Lovely lush tropical gardens in our resort.

We definitely experienced quiet. In the evenings the beach was almost deserted as it was the low season and some of the bars and restaurants were completely closed. Despite this, our resort (The Pavilion) was at least half full and there were families and groups out on the beach throughout the day. Only one jet ski at a time seemed to be in operation too, so that was also something.

Lamai main street.

A big sign on the beach warned that it was jellyfish season so I did get in the sea a couple of times but tried to keep Luke between myself and the open water.

On our second last night I made the mistake of looking up the kinds of jellyfish and related incidents to be found locally and scared myself out of going back in. Fortunately the hotel pool was perfectly fine – although Luke wasn’t happy that it had not been heated to bath temperatures.

We ate out every night and enjoyed a great number of 70-140 baht cocktails. If you’re heading to the area we highly recommend Pik’s Bar. They have a list of 140 cocktails and they’re all the equivalent of $3 AUD each.

Pik’s Bar

Lea decided Pina Coladas were the best thing since sliced bread and after her first we barely saw her without one in her hand, even at breakfast! Just kidding, of course. We didn’t usually start drinking until we’d spent at least 8 hours reading books on our sun loungers.

Our only activity, apart from eating, swimming, reading, and drinking, was watching the local gang of dogs wrestle each other up and down the beach. A form of entertainment familiar to everyone who has ever been to the coast of Thailand.

We became quite familiar with the pack and one morning I found one of them (who looked a bit like our old dog Penny) asleep on the walkway right outside our room. After that I bought a little packet of dog treats from the 7-11 and handed them out whenever they came near.

We did find a few really lovely places to eat in Lamai, one of which wasn’t Thai (all the Thai places are excellent, mind you) called Emporio Caffè.

The proprietor and chef was an Italian fellow from Rome who made the pasta by hand and shared some of his grappa and limoncello with us. The pasta was outstanding and so of course we went back two nights later. Although it was a very simple cafe it had the typical frescos. If you find yourself in Lamai be sure to go!

Luke and I left Samui on a very early flight and spent a night at the Novotel in Bangkok before a daytime flight back to Melbourne. I ended up with a headache from watching three movies and the entire available catalogue of Big Bang Theory (it’s the show I watch when there’s nothing better to watch) and disembarked at about 8:30pm to find Melbourne airport the busiest we’d ever seen it.

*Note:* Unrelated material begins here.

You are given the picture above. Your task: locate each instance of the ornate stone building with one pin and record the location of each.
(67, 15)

The lady managing the extensive Sky Bus queue told the people in line that the trouble was that the Cox Plate (a prestigious horse race), Pax (a games convention) and a Taylor Swift concert were all happening on the same weekend.

Once we got into the city we discovered that in fact the Taylor Swift concert had just emptied out from the stadium beside the station and there were crowds five deep to get onto the trains. We ended up standing up for the 50 minutes it took to get home and then walked the last kilometre. The guy at the local kebab stand spied us walking past (this was at almost midnight) and asked Luke if we were going hiking.

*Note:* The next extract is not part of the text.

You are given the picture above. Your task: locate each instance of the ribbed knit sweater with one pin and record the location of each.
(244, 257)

Arriving home was a bit weird. Last time we’d come back we’d had a house full of people and Penny to greet us. This time it was more like letting ourselves into another Airbnb. Luke had paid for professional cleaners to go through the house before we returned and they’d cleaned some things well – and some things not so well. A lot of our belongings were in boxes as friends had lived in the house while we’d been gone.

We lay down on a mattress in the spare room, turned out the light, and agreed solemnly that really, there’s no place like home.